Oleh Ust. Hilmi Aminudin
Ar-Riyaadah (jiwa kepeloporan) terbagi dalam tiga jenis, sebagai berikut:
Pertama, ar-riyaadah ruhiyah wal ma’nawiyah, kepeloporan dalam ruhiyah dan maknawiyah, dalam mentalitas dan moralitas. Kepeloporan ruhiyah dan maknawiyah ini akan mudah terlihat dalam mawaqif (sikap-sikap) ketika menghadapi aneka ragam tantangan, tuntutan pengorbanan dan resiko. Ia akan nampak dalam sikap-sikap yang tenang dan tidak gelisah karena memiliki mustaqrir nafsian wa fikrian, yakni tenang dan stabil secara kejiwaan dan pemikiran.
Di dalam situasi apa pun kader dakwah seharusnya tidak tergoyahkan oleh tantangan, resiko dan ancaman apa pun. Ar-riyaadah ruhiyah wal ma’nawiyah ini terbentuk oleh lima muwashafat (karakter) utama sebagaimana digambarkan oleh Ali bin Abi Thalib ra:
al-khaufu minal Jalil, takut kepada Allah.
al ‘amalu bit tanzil, beramal dengan selalu berpanduan pada al-Qur’an dan as-Sunnah.
asy-syukru bil jazil, selalu bersyukur akan pemberian dari Allah yang demikian banyak dan tak terhitung—wa in ta’uddu ni’matallahi laa tuhsuha, kalau kita ingin menghitung-hitung nikmat dari Allah niscaya kita tidak akan sanggup menghitungnya.

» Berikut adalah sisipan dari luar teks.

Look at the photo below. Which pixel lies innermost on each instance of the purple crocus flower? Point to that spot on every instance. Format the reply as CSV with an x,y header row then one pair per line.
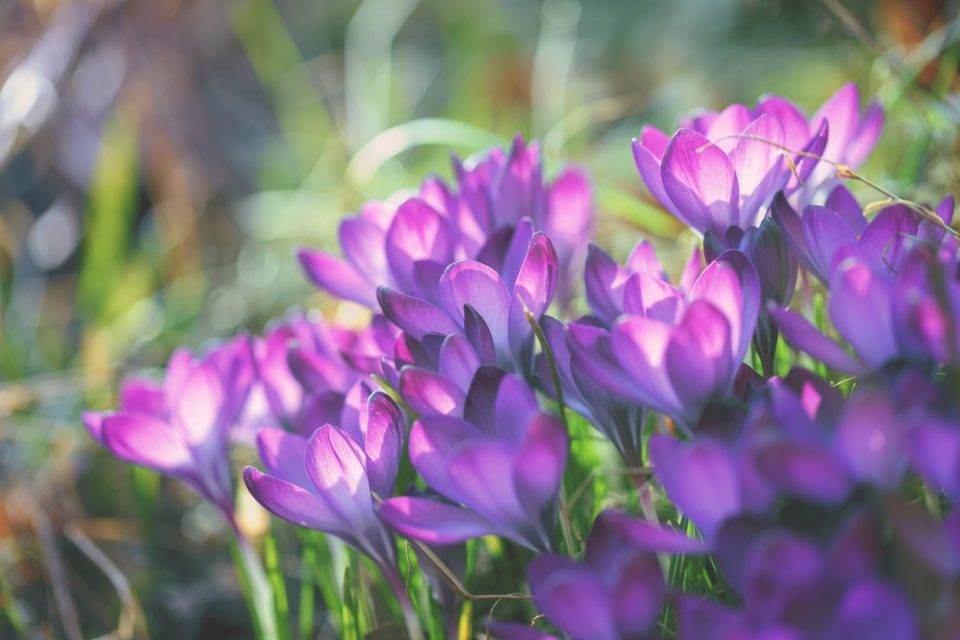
x,y
824,234
717,171
406,248
882,316
670,352
503,462
182,426
618,590
793,588
487,307
306,368
326,481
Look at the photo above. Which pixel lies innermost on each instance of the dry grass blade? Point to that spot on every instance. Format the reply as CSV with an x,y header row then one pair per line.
x,y
132,622
66,609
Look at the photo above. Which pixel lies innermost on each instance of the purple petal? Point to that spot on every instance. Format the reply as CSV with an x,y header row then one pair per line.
x,y
294,504
145,440
335,463
804,471
699,477
458,361
759,166
337,277
651,297
418,232
540,464
430,394
434,522
861,309
413,315
283,454
825,233
846,206
382,443
573,598
701,182
699,359
476,284
803,336
640,346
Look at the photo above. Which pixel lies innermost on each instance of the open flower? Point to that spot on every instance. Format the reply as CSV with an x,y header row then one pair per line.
x,y
406,248
327,481
720,170
670,352
503,462
182,426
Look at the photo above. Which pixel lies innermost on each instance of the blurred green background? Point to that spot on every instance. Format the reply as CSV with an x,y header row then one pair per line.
x,y
160,159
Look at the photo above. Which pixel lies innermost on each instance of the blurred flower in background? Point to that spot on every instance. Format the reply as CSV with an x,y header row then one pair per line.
x,y
161,159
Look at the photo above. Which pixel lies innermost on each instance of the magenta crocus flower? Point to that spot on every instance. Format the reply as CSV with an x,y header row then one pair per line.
x,y
487,307
822,235
306,367
717,171
670,352
503,462
326,481
182,426
408,247
617,591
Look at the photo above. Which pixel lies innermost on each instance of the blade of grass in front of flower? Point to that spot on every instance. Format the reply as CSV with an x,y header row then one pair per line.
x,y
277,583
308,560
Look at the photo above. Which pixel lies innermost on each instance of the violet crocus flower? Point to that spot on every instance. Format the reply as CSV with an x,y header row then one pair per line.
x,y
503,462
719,171
486,306
793,588
181,427
327,481
618,589
670,352
406,248
306,367
823,234
882,316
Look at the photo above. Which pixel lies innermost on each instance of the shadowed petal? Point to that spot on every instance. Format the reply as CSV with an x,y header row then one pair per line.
x,y
701,182
434,522
337,276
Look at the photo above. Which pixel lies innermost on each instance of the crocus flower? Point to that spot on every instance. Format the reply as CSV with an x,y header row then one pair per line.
x,y
327,481
487,307
307,366
503,462
182,426
407,247
822,235
617,591
793,588
720,170
670,352
883,317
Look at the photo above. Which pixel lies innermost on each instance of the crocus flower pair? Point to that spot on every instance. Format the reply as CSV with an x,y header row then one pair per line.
x,y
327,481
672,352
721,170
182,426
407,248
306,369
823,236
488,307
883,316
503,462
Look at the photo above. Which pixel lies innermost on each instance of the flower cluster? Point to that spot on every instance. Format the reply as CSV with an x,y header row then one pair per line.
x,y
802,487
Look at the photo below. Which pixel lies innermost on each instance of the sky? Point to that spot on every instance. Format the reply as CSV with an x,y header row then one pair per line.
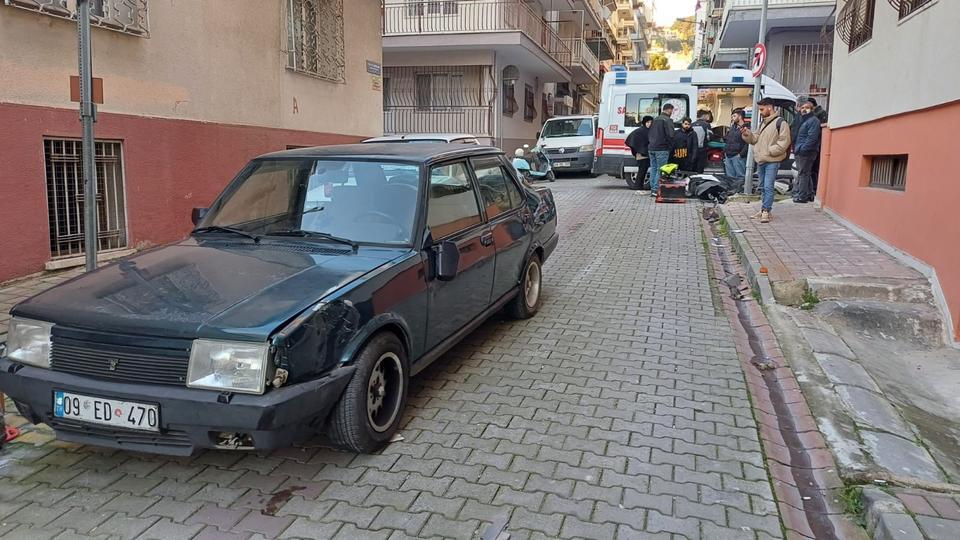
x,y
669,10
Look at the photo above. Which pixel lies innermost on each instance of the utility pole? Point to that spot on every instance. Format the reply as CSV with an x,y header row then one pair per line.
x,y
88,115
755,118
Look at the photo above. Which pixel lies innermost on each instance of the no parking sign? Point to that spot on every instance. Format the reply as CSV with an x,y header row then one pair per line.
x,y
759,59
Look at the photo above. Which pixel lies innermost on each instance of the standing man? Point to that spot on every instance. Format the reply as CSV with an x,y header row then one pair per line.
x,y
704,132
735,151
685,149
639,144
771,145
661,145
807,151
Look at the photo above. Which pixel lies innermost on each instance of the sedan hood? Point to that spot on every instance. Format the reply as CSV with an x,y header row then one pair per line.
x,y
206,288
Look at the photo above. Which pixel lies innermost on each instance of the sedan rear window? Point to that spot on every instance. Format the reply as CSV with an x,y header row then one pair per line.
x,y
372,202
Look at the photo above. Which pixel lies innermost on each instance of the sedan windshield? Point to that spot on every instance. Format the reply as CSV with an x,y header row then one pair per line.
x,y
373,202
572,127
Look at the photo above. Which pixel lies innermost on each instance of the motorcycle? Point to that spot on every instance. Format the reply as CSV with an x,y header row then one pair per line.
x,y
533,164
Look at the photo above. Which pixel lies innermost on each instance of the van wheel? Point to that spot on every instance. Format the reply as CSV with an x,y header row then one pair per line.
x,y
527,302
370,409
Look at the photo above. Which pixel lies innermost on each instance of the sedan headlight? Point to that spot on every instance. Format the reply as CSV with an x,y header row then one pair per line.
x,y
28,342
228,365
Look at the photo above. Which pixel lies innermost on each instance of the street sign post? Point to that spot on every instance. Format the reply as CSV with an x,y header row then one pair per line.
x,y
759,59
88,112
759,62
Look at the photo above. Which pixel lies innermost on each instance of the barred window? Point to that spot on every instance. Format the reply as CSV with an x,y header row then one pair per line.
x,y
855,22
906,7
315,38
888,172
127,16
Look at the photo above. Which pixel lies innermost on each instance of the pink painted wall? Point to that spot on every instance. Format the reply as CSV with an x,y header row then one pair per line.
x,y
170,167
923,220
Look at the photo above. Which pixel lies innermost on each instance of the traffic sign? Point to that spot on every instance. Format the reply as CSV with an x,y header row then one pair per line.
x,y
759,59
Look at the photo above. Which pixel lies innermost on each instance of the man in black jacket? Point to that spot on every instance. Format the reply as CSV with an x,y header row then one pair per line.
x,y
660,145
639,142
735,149
685,149
704,132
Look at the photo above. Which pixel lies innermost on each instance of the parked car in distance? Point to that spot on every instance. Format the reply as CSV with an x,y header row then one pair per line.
x,y
452,138
313,288
569,142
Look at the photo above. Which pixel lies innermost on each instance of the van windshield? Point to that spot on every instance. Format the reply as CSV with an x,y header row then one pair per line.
x,y
571,127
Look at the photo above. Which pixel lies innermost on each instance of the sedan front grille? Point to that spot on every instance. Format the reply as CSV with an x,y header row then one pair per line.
x,y
120,358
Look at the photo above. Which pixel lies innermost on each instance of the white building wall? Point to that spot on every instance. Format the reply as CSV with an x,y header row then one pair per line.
x,y
886,76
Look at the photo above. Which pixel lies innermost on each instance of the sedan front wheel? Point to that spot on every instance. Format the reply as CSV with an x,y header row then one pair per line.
x,y
370,409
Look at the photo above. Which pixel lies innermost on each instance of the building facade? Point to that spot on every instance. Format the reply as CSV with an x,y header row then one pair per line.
x,y
496,69
191,91
895,104
799,40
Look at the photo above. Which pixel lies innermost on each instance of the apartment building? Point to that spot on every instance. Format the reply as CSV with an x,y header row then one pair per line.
x,y
799,40
895,108
191,91
630,21
494,68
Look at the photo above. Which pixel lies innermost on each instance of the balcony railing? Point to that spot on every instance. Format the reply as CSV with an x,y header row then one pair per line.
x,y
398,120
472,16
581,55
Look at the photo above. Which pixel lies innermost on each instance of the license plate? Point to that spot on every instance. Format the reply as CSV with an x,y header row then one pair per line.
x,y
110,412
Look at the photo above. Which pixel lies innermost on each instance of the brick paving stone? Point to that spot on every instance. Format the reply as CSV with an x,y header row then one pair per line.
x,y
125,527
270,526
625,390
164,529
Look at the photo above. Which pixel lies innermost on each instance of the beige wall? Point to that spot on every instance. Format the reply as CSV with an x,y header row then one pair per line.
x,y
908,65
217,61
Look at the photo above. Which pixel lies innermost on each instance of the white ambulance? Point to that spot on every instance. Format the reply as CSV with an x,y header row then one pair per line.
x,y
627,96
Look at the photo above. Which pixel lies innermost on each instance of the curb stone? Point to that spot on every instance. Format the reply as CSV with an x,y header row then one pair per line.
x,y
751,263
887,518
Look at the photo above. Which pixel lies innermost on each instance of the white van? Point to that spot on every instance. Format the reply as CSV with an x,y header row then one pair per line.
x,y
627,96
569,142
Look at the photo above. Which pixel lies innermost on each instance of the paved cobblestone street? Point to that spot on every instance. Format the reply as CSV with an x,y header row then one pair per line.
x,y
620,411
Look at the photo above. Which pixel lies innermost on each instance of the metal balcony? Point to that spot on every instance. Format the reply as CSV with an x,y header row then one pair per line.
x,y
499,26
584,65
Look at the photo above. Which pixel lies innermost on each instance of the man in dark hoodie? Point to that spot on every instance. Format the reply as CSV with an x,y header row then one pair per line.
x,y
639,144
735,149
660,145
806,149
685,148
704,132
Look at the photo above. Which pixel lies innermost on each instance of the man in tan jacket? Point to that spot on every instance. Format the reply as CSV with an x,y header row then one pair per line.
x,y
771,145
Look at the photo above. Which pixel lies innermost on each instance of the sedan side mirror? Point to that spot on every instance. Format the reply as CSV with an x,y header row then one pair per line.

As-shabru bil qalil, bersabar ketika ada kekurangan fasilitas atau harapan yang belum terpenuhi, keinginan yang belum terealisasi, obsesi yang belum tercapai, situasi yang mungkin menyakitkan ataupun kondisi yang mungkin merugikan.
Al-Isti’dad li yaumir rahil, bersiap diri untuk menghadapi akhirat. Kita hidup berjuang memang di dunia, tetapi orientasi hidup kita tetap harus akhirat.